12848222I have to be honest. I haven’t read a lot of books this year. My Goodreads 2013 reading challenge might say I’ve exceeded my 10 book-goal for the year, but I haven’t done as much reading as I was hoping. There’s such a plethora of interesting novels I want to get my hands on, but never find the right time, and with the new job being at home, with limited public transport travel, which is where I had been doing my reading for the past two or three years, all my reading plans have gone to shambles. But that’s a topic for another post. Now on with this one. The reason for this introduction is because the books I did read this year, or tried to, were somewhat disappointing.  Candace Knoebel’s “Born in Flames” proved challenging to take seriously with the minimal amount of editing that seemed to have taken place in the book and “Caleo” by james crawford, although a pleasant surprise had its downward moments; again heavily due to editing. So you could not possibly imagine how refreshed I felt reading Heidi Hall’s “Witch Way”  of the Magical Holiday Tales series and find that the economy in this book was magnificent. But first things first:

Witch Way is about a troubled, young woman, Roxy, who is forced out of her quite comfortable life with Uncle Barry on a Halloween night and is driven by mystical forces to Mystic, Oregon, where all the inhabitants seem to be waiting for her, everyone seems to know her and ever so strangely she feels like home. What will happen when her true heritage comes to light? And what will she be willing to do for her future when her recent past comes to haunt and hunt her down?

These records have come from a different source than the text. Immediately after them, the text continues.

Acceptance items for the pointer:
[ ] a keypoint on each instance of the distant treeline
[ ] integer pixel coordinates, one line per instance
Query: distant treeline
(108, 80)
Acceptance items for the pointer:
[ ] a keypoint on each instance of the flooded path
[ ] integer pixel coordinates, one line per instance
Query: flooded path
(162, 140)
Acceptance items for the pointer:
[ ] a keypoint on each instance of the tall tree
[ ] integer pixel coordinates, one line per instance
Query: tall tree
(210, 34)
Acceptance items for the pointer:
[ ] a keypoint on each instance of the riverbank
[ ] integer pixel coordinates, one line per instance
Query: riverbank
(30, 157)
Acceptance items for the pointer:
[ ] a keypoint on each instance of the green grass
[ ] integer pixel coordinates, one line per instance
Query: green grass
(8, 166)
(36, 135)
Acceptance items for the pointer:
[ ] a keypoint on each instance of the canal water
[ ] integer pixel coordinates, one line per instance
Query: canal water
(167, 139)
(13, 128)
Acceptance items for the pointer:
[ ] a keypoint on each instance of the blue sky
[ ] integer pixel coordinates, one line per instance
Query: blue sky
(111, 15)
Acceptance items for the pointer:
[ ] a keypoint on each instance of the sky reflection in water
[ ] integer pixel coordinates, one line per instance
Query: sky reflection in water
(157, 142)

This is no high art literature, nor an epic, and does never claim to be one. It is chick-lit. But it is chick-lit at its best. And to all of you snobs out there who think chick-lit does not really deserve its -lit part, then you are really missing the point of what reading is all about. Admittedly, I’m not a big fan of the genre, but only because it lacks the very element that isn’t from this book. Magic. I do have a soft-spot for witchy, romantic stories that seem to spring up everywhere in the e-book world. This one novella is fantastic one at that. It offers great amounts of laughter, tons of salivating swoon and the fun of spell-casting, in a fine, neat package. Having read books that are so pre-occupied with themselves that they lose the audience every few pages, it was infuriatingly stimulating to read something that had great economy and savored the story as a whole rather than giving in to the need to extend on every scene and moment of brilliance (which I might be guilty of in my own writing). The plot flows smoothly and the pace sticks true to the rest of the novella. Every moment is appreciated for what it is, but keeping faithful to the story.

Character wise, because of its length, one cannot go into big depths about development and I think it might be more worthwhile to look at character development throughout the three novellas in the series, rather than in one individually, but even in that short amount of time we do see Roxy transforming from a self-obssessed girl, to a full, grown woman who has accepted her past for what it is.

I was eagerly anticipating reading this novella every time  I was on the go and craved for more every time, so in engaging the reader mark A+. What worked the trick for me in this novella was the use of Wicca tradition for the representation of magic. It was done with great amounts of research, but also with enough liberty to also serve the story right. All in all, a much worthy read!